We don't know how many maintenance licensing customers were included, and that would reduce the revenue figure. Conversely, Apple's announcement specified copies not licences, so any Family Packs sold would work to boost revenue.

Make a modest allowance for sales early this week, and it's probably fair to say that ten percent of Leopard-capable Macs now have the new operating system. (Apple chief operating officer Timothy Cook recently said the installed base of Macs that could run Leopard numbers 21 million.)

There was a lot of ballyhoo over the Halo 3 sales, but this news - on top of Microsoft selling more than 20 million copies of Vista in its first month as a retail product - helps put the Halo 3 numbers into perspective. How meaningful is it to compare sales of a game with those of an operating system? Not very, but probably about as meaningful as comparing them with movie box office results.

A more interesting question is how many copies of Mac OS X 10.5 have actually been installed? That's a tough one. The biggest barrier to making an estimate is the unknown number of maintenance customers. There will be some exceptions, but I would expect them to be the type that takes a methodical approach to upgrades. They will initially upgrade one or two systems as a test, and carefully the check compatibility of the applications they use ahead of a rollout across the organisation.

Compatibility issues may also mean some retail copies remain on users' shelves for a while.

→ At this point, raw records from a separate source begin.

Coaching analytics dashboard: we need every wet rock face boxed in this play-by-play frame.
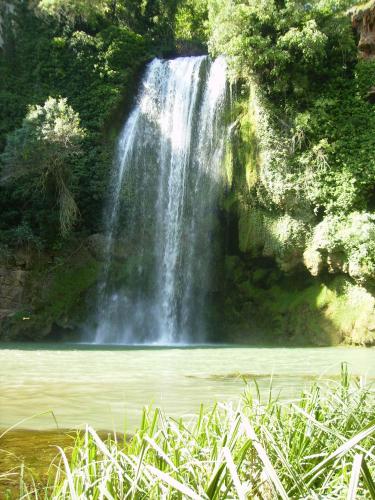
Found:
[351,0,375,60]
[0,267,29,320]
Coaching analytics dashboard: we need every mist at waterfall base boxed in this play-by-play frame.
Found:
[90,56,227,345]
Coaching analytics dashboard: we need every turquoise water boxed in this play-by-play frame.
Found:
[0,344,375,431]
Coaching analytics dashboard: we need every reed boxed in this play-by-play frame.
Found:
[14,366,375,500]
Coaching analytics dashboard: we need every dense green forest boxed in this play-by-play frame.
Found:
[0,0,375,344]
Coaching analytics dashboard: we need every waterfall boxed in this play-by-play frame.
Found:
[95,56,227,344]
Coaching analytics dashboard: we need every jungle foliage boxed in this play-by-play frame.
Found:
[0,0,187,248]
[209,0,375,284]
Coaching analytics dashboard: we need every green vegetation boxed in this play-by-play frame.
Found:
[5,369,375,500]
[0,0,184,248]
[0,0,375,344]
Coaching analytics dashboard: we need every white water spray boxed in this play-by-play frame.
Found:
[95,57,226,344]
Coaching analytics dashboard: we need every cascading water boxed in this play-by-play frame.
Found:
[95,56,227,344]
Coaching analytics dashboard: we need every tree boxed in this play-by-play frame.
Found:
[1,97,84,236]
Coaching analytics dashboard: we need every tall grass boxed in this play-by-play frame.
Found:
[18,368,375,500]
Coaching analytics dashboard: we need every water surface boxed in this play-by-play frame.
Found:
[0,344,375,431]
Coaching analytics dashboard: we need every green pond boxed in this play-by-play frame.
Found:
[0,344,375,431]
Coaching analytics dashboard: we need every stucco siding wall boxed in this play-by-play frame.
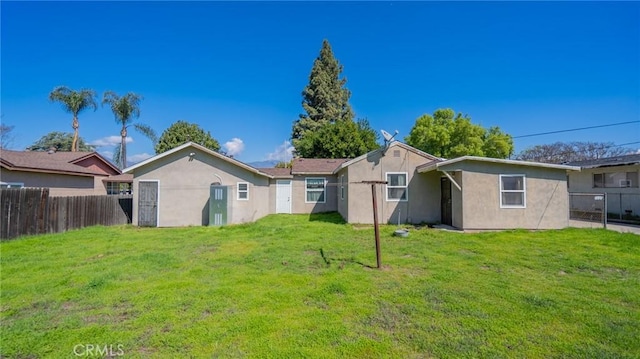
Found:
[133,148,269,227]
[0,170,107,197]
[291,175,338,213]
[347,146,440,223]
[443,162,569,229]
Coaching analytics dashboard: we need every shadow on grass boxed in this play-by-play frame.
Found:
[320,248,377,269]
[309,212,346,224]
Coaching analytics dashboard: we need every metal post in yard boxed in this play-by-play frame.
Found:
[602,192,608,229]
[618,192,623,220]
[361,181,387,269]
[371,184,382,269]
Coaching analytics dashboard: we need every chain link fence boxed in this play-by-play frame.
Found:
[607,193,640,224]
[569,193,607,228]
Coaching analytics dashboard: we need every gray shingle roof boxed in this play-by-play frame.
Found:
[258,167,293,178]
[291,158,349,174]
[0,150,115,176]
[567,153,640,168]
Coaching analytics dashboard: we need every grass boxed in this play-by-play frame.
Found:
[0,214,640,358]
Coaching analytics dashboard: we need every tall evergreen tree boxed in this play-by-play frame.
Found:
[291,40,379,158]
[291,40,353,147]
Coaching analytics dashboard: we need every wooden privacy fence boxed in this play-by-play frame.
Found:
[0,188,133,239]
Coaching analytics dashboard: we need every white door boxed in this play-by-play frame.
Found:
[276,180,291,213]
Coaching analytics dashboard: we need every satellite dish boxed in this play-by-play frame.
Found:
[380,130,398,143]
[380,130,398,156]
[380,130,393,142]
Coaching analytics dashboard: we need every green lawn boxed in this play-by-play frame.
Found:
[0,214,640,358]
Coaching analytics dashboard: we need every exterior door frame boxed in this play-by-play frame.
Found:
[137,179,160,227]
[276,179,293,214]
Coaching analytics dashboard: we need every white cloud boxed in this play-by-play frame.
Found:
[127,152,153,165]
[224,137,244,156]
[89,136,133,147]
[267,141,293,162]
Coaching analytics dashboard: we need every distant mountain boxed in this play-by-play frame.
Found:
[247,160,279,168]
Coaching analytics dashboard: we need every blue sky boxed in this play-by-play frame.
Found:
[0,1,640,162]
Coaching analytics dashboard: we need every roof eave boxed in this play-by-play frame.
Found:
[4,166,109,177]
[122,142,273,178]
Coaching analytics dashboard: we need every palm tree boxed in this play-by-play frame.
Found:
[102,91,157,168]
[49,86,98,152]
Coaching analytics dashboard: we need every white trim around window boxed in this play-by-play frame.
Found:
[304,177,327,203]
[236,182,249,201]
[385,172,409,202]
[499,174,527,208]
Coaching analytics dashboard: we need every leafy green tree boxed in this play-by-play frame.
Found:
[296,120,379,158]
[49,86,98,152]
[516,142,634,163]
[27,132,95,152]
[405,108,513,158]
[0,123,13,149]
[155,120,220,153]
[102,91,158,168]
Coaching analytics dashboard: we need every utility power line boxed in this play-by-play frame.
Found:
[512,121,640,138]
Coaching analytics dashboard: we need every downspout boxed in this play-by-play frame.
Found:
[442,171,462,192]
[213,173,222,185]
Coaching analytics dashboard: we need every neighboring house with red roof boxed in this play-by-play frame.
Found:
[0,150,133,196]
[123,141,579,230]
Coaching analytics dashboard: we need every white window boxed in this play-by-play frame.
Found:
[500,175,527,208]
[305,177,326,203]
[107,182,131,195]
[387,172,408,202]
[238,182,249,201]
[0,182,24,188]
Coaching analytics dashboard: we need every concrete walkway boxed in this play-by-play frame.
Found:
[569,220,640,235]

We've already reported on issues with FileMaker Pro, Adobe has identified several incompatibilities [PDF] (updates for After Effects, Encore, Premiere and Soundbooth are planned for December, while Acrobat and Reader should be updated by the end of January 2008), and Microsoft is putting out mixed messages about Office 2004, saying on one hand that "Office 2004 itself works just fine with Leopard", yet on the other noting that during the testing process "We found a few issues in our own code as well, and plan to update Mac Office 2004 shortly." Presumably they are very minor issues.

While certain applications are so important to some people that their absence is a show stopper, others are adequately served by Mac OS X's built-in PDF support and Apple's own iLife and iWork suites.

Not that Apple's own applications are completely faultless when running under  Leopard. The company recommends that Aperture libraries should be excluded from Time Machine backups to avoid "inconsistencies in the Aperture database."